Roku (NASDAQ:ROKU) stock reports its earnings on Wednesday, Aug. 7 after the closing bell. In recent quarters, Roku has become one of the highlights of earnings season due to the extreme reactions the stock tends to bring.
However, this also means traders might have to redefine “disappointment” for Roku stock. With an equity prone to huge moves after earnings, it is the lack of a reaction that would hurt traders more than an extreme drop.
A Likely Earnings Beat and Reaction in ROKU Stock
Wall Street foresees a consensus 21 cents per share loss in Roku’s second quarter. The company broke even in the same quarter last year. They also predict revenues of $224.2 million.

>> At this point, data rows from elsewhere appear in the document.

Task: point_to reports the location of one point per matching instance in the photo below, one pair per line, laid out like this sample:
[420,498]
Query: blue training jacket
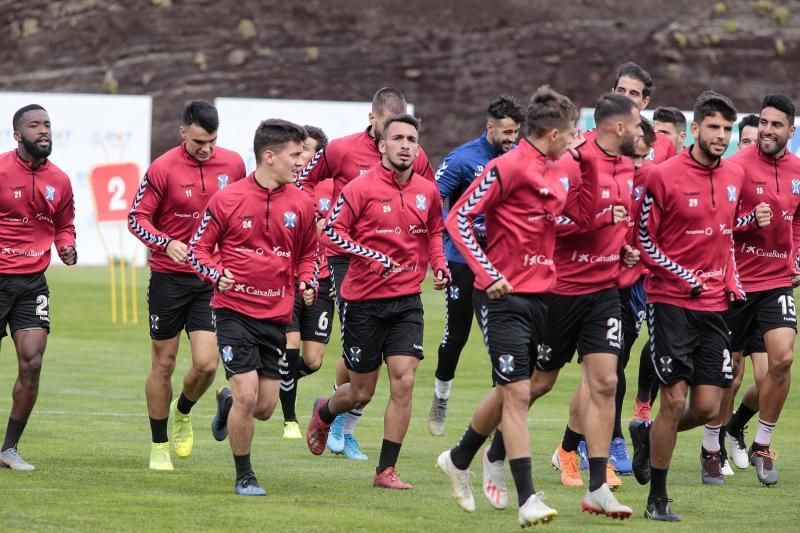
[458,169]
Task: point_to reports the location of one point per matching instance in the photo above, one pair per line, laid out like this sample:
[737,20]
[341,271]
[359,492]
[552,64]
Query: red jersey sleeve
[204,242]
[145,204]
[64,219]
[307,246]
[648,229]
[422,166]
[337,229]
[484,193]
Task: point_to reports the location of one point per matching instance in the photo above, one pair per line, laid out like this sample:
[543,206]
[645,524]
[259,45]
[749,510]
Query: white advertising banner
[239,118]
[102,142]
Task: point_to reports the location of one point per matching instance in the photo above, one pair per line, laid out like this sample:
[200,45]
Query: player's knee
[264,412]
[605,386]
[780,366]
[672,403]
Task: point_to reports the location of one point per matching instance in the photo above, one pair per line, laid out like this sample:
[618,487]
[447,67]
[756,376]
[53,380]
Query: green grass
[89,438]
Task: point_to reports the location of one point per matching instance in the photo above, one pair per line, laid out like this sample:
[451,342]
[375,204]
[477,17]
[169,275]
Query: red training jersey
[766,256]
[588,260]
[521,194]
[392,232]
[36,211]
[171,198]
[685,232]
[266,239]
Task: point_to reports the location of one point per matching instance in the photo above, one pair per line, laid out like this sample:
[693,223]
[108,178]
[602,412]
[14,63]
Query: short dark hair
[710,103]
[781,103]
[505,106]
[201,113]
[388,99]
[749,120]
[648,133]
[274,133]
[549,110]
[670,115]
[405,118]
[17,120]
[612,105]
[632,70]
[318,135]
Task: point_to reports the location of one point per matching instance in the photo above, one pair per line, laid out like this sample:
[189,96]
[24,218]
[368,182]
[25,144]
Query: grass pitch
[89,439]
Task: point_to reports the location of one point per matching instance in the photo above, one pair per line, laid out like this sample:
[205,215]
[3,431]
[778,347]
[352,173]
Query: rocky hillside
[449,56]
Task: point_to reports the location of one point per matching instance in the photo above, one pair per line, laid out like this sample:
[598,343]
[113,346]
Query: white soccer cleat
[726,468]
[459,482]
[494,482]
[737,450]
[602,501]
[535,511]
[11,459]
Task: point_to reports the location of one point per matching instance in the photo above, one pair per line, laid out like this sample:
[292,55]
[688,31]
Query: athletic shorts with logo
[688,345]
[176,302]
[374,329]
[246,344]
[588,323]
[337,266]
[512,329]
[24,302]
[761,312]
[315,322]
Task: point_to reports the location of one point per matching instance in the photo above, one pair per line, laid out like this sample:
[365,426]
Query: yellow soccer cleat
[291,430]
[159,456]
[182,434]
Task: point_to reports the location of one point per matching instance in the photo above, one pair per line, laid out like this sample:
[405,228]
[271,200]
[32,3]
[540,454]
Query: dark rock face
[449,57]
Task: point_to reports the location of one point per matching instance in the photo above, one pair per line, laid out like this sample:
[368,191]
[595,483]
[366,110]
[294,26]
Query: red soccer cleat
[388,479]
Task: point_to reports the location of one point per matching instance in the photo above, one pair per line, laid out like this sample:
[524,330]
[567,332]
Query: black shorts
[762,311]
[590,323]
[633,307]
[512,331]
[693,346]
[246,344]
[373,329]
[314,323]
[176,302]
[24,302]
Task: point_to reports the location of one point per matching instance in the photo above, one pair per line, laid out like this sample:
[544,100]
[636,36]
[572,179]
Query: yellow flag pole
[122,281]
[134,294]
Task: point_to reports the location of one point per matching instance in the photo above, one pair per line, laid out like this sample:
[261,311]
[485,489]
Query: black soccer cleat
[640,436]
[658,509]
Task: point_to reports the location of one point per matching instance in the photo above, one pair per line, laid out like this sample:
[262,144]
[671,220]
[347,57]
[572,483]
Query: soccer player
[171,198]
[458,169]
[521,195]
[687,215]
[310,325]
[37,213]
[390,221]
[748,131]
[584,310]
[768,269]
[341,161]
[671,121]
[266,233]
[636,83]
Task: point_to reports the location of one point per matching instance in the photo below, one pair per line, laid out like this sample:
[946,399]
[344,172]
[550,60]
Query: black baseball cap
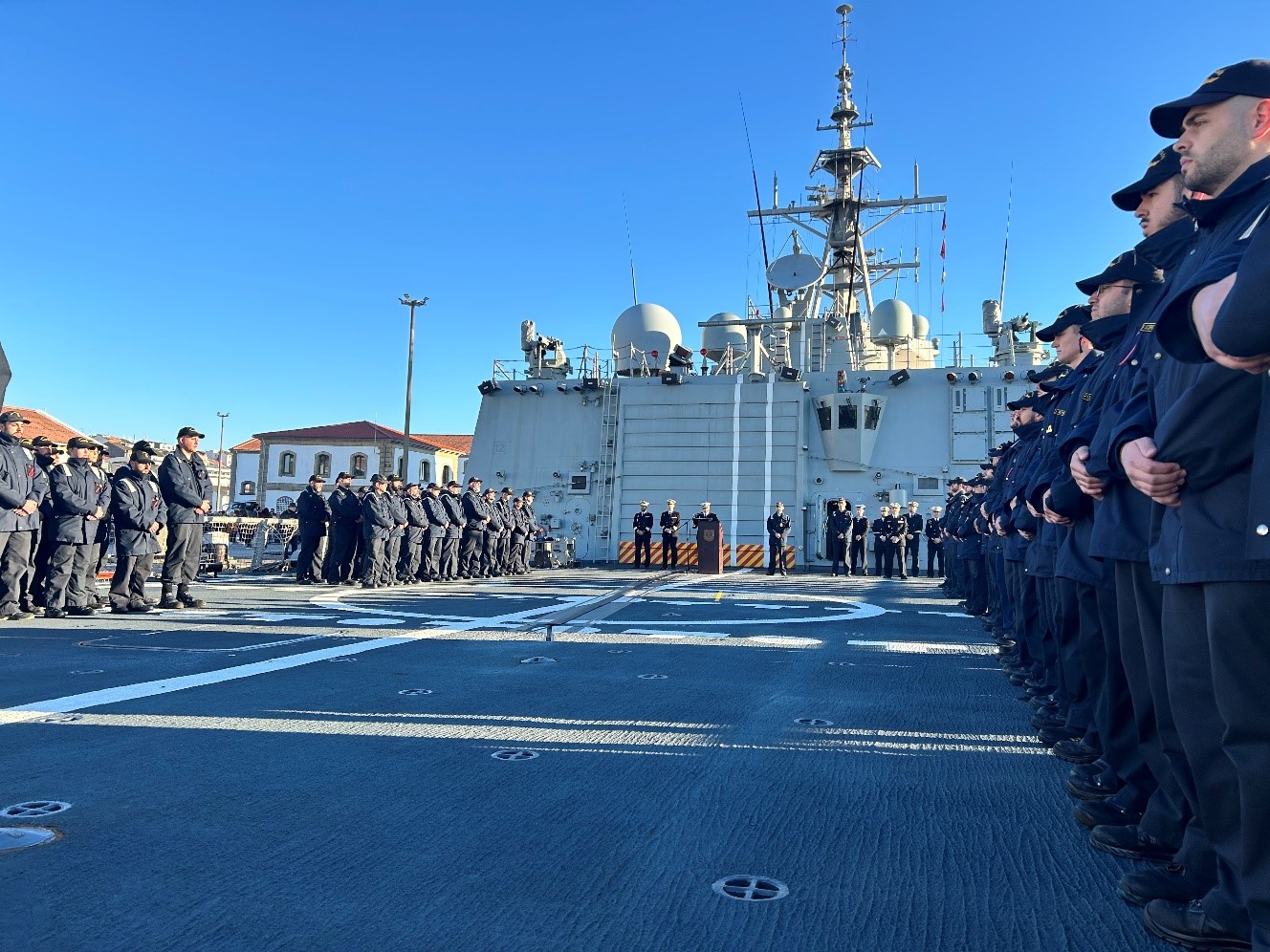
[1250,77]
[1076,315]
[1165,163]
[1126,267]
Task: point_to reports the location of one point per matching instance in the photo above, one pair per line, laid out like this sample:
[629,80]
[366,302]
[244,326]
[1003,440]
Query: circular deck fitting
[751,887]
[515,754]
[14,838]
[32,809]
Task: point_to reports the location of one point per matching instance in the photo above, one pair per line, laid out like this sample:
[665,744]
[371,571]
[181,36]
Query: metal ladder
[607,461]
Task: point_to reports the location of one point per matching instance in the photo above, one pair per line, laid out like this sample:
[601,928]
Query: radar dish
[794,271]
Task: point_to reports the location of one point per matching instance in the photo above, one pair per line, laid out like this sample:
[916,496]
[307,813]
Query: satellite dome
[638,332]
[891,321]
[717,334]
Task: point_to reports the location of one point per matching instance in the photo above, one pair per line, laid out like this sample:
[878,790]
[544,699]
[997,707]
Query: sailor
[643,526]
[453,506]
[314,515]
[1215,593]
[933,530]
[475,518]
[669,536]
[411,546]
[434,533]
[139,513]
[777,530]
[378,525]
[859,542]
[186,491]
[913,536]
[345,513]
[80,503]
[836,533]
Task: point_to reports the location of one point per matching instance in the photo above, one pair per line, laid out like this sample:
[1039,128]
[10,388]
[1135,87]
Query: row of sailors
[1118,548]
[394,534]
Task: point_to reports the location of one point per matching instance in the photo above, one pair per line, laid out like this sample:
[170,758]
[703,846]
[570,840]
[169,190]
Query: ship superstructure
[825,394]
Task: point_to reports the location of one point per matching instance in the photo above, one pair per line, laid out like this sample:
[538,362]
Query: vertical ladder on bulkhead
[607,464]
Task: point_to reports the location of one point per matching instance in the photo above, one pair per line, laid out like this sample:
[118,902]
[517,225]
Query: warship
[827,393]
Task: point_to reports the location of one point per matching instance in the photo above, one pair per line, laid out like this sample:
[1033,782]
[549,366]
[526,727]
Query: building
[271,468]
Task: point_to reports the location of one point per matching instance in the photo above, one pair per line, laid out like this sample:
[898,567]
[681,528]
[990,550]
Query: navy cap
[1165,165]
[1127,267]
[1250,77]
[1076,315]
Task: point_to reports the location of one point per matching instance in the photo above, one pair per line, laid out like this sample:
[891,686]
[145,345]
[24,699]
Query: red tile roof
[42,424]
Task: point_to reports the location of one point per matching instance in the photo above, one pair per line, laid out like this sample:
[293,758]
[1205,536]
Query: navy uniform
[378,525]
[836,536]
[186,490]
[643,526]
[669,536]
[345,514]
[139,513]
[453,506]
[314,515]
[777,530]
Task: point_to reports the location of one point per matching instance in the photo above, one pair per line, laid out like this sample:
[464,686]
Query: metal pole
[220,464]
[409,376]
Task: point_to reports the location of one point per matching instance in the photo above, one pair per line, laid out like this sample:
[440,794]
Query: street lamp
[409,375]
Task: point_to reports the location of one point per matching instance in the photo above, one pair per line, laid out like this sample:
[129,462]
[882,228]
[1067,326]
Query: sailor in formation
[1118,546]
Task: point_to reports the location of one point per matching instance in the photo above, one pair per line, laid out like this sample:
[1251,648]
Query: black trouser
[14,558]
[128,583]
[644,544]
[339,552]
[859,557]
[777,555]
[933,553]
[181,561]
[308,564]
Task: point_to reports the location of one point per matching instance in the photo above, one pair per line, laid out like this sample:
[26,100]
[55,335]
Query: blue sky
[215,207]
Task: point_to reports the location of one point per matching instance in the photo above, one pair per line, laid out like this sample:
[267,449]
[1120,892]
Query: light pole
[409,375]
[220,463]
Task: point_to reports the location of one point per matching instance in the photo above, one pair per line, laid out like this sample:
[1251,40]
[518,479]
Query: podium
[711,546]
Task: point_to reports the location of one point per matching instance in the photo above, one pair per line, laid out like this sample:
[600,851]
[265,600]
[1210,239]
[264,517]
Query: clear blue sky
[215,207]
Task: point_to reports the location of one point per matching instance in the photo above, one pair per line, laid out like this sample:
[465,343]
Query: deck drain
[34,808]
[515,754]
[14,838]
[751,887]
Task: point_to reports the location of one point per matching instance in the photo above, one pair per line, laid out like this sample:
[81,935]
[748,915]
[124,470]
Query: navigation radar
[794,271]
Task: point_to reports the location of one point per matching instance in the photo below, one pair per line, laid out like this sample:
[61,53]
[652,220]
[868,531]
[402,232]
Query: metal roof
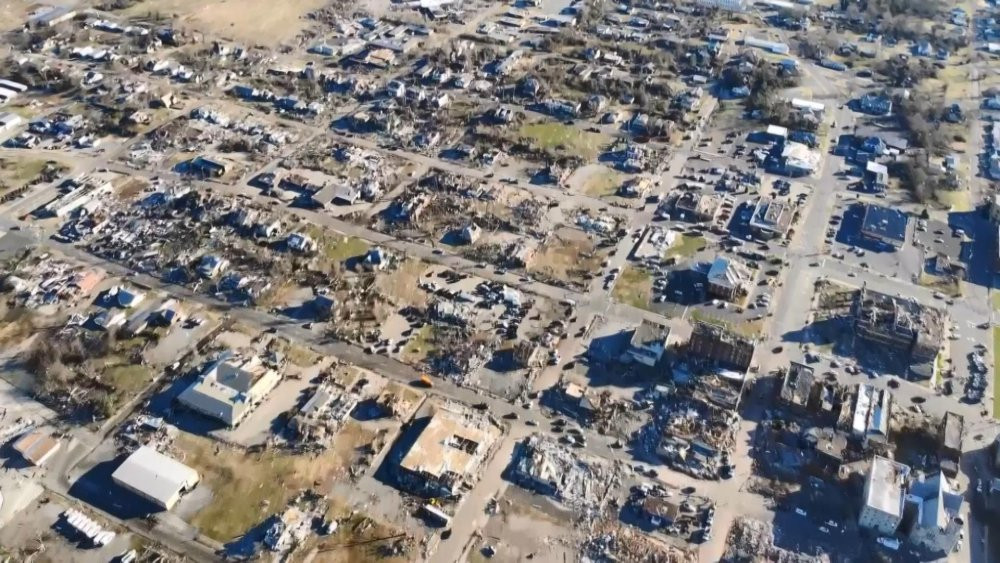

That would represent a 43% increase from the second quarter of 2018 when the company brought in $156.81 million.
Traders can (almost) count on two things when the company reports earnings. For one, Roku stock has exceeded earnings and revenue estimates in every report since its September 2017 IPO. I would not expect that to change this time.
Moreover, ROKU almost always reacts strongly to these reports. The previous report led to a 28.1% one-day increase in the stock price. In February, the Roku stock price rose by 25.2% after earnings. November’s third-quarter report brought a 22.3% drop in the stock. Those reactions will not go on forever. Still, it should not surprise traders to see another 20%-plus change in the stock price.
Where Will ROKU Stock Go?
I would not necessarily count on a higher move in the short term. Our own Nicolas Chahine described Roku stock as “over the top and headed higher.” I agree with that in the long-term.
Roku continues to maintain its lead over competitors. In the market share for streaming, Roku stock `remains well ahead of Sony (NYSE:SNE) and Microsoft (NASDAQ:MSFT), the second and third-leading streaming platforms respectively.
Also, given the stock’s reaction to earnings in the last two quarters, I cannot discount the possibility of yet another spike higher following earnings.
However, InvestorPlace feature writer James Brumley’s warning that investors should take profits could also prove correct. For one, ROKU trades at about 14 times sales and more than 30 times its book value. Yes, equities such as Roku stock can defy gravity for years. However, the overall market has suffered in recent trading sessions, so traders should not rule out the possibility of a massive selloff.
Investors should note that it once held an advantage over Amazon (NASDAQ:AMZN), Apple (NASDAQ:AAPL), and Alphabet (NASDAQ:GOOGL, NASDAQ:GOOG) as a neutral platform. Due to the launch of the Roku channel, that neutrality has ended. Admittedly, it has thrived by launching an advertising and streaming ecosystem. However, it remains unclear whether abandoning its neutrality will help the company.
Should I Buy ROKU Stock Before Earnings?
When asking whether to buy or to sell Roku stock before earnings, I would say no, except as a speculative position on both sides. What I mean by that is, ROKU is one of the few stocks where one might profit from a straddle, or buying both a call and a put option. For most equities, the cost of options right before earnings is such that most traders will lose money on such a trading strategy.
The Roku stock price stands at just over $100 per share as of the time of this writing. A call option with a $100 strike price expiring on Aug. 9 (just after earnings) sells for $8.90. An equivalent put option trades at $8.17. This means that the stock will have to move more than 17% (not including fees) for a straddle bet to earn a profit.
I still see that as a risky gambit much too expensive to recommend. However, investors should note that most of the one-day moves following earnings have exceeded 17%.
In the long run, I see Roku stock as an equity headed much higher. However, given the overall market conditions, I foresee pain in the near term, and I would not buy at this time.